Lovely. D Lo also also provides a useful warning:
For the last 3 weeks I have been ploughing my way through A.S.Byatt’s The Virgin in the Garden...don’t quite know what to say. It is tedious for the most part - if you have never read Byatt better to start with Possession, otherwise you might be put off.
Funnily enough I made a similar mistake, years ago, when I tried to read Still Life. I was too young to understand what Byatt was on about, and didn’t read anything more by her for years. Until I finally had the joy of reading Possession and realised what I was missing (and what a fool I had been.) Turns out she was wonderful.
Here’s a serious recommendation from Liam:
Current reading has been the rather unique Brenner by Hermann Burger (translated by Adrian Nathan West). I loved the careful construction of its sentences: the blending of reminiscence, literary analysis, and crystalline descriptions of places. I also learnt a lot about the tobacco industry (the leaves are fermented!) I would like to read his earlier work (all works are ‘earlier’, he committed suicide two days after ‘Brenner’ was published) ‘Schilten’, but it is as yet untranslated.
Finally, a successful adaptation.

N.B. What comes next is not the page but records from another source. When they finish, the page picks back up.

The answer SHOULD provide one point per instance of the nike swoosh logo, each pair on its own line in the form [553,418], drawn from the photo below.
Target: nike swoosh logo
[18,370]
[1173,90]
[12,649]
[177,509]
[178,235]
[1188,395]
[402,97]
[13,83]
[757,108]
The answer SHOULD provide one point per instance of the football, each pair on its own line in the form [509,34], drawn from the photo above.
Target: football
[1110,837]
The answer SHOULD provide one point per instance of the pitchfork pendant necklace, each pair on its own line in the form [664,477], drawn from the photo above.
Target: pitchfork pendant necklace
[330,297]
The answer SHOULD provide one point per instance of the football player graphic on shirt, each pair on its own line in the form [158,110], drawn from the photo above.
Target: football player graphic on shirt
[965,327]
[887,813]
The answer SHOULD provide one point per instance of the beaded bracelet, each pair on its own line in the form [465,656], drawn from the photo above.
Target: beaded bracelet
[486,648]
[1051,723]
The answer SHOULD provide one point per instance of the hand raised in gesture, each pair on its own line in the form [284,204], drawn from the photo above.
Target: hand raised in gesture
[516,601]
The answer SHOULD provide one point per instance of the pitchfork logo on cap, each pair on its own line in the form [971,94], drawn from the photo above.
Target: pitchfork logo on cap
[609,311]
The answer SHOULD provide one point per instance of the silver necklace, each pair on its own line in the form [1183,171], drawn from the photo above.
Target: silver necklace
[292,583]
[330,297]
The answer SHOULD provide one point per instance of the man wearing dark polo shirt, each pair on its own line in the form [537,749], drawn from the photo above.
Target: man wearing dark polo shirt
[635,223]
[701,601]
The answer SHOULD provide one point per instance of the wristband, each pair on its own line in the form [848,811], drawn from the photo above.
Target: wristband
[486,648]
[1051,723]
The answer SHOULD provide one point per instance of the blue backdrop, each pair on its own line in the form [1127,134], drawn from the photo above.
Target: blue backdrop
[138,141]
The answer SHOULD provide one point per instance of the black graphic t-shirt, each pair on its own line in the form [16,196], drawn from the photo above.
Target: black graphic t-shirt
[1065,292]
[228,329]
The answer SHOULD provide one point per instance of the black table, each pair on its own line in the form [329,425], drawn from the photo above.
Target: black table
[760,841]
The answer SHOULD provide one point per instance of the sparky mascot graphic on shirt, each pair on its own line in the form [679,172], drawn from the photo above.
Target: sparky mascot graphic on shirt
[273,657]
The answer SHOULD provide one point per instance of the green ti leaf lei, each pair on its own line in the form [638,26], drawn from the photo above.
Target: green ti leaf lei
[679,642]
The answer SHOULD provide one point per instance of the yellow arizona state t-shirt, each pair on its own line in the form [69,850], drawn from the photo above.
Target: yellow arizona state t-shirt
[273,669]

Annabel Gaskell has enjoyed the Netflix version of Denis Johnson’ s Train Dreams:
Such a wonderful quiet film, true to the text, beautifully shot and acted. It makes me want to re-read the novella which is one of the best short novels I’ve read.
It is indeed a beautiful book.
There are quite a few other film adaptations on the horizon, meanwhile. I can’t wait for Wuthering Heights, which looks suitably restrained. And the soundtrack? Oh my god.
I have to admit to being less excited about Hamnet, in spite of the presence of Paul Mescal. But maybe I’ll be proved wrong… Maybe…
Hothouse Bloom
One last thing. It feels like a while since I’ve plugged the podcast I co-host with Lori Feathers, so I hope you’ll forgive a quick bit of self-promotion now. Not least because we just had an engrossing conversation with writer and musician Austyn Wohlers about her excellent book Hothouse Bloom, which I’m also glad to recommend. The conversation takes in farming (yes, farming), escaping from the world and getting the words down. She is definitely a talent to watch. (Download and get details on the podcast here.) I’ve also been enjoying Austyn’s album, and its title: Bodymelt in the Garden of Death.
I’ll be back with more soon. In the meantime, please do share all literary recommendations and let us know what you’ve been reading in the comments (if on the browser version of this newsletter). And please share any other literary ideas that might be on your mind. I’m interested!
Sam




My book of the year for 2025 was Muckle Flugga by Michael Pedersen - the debut novel from the current Scottish Makar. It's a coming of age story set on Shetland's northernmost (formerly) inhabited island with its lighthouse. The lighthouse keeper is a stern man of repressed emotions who doesn't understand his son, who is otherworldly, a bit neurodivergent, a passionate reader and craftsman, and motherless (she is presumed dead). When they take on a bird-watching artist as a lodger in the island's other cottage for some extra cash, the relationship between father and son will come to a climax as the son gets a feel for the mainland world through the lodger. Beautiful, poetic, very Scottish, I fell hard for this novel.
Spoiler alert. IMHO you’re right to be less than excited about Hamnet.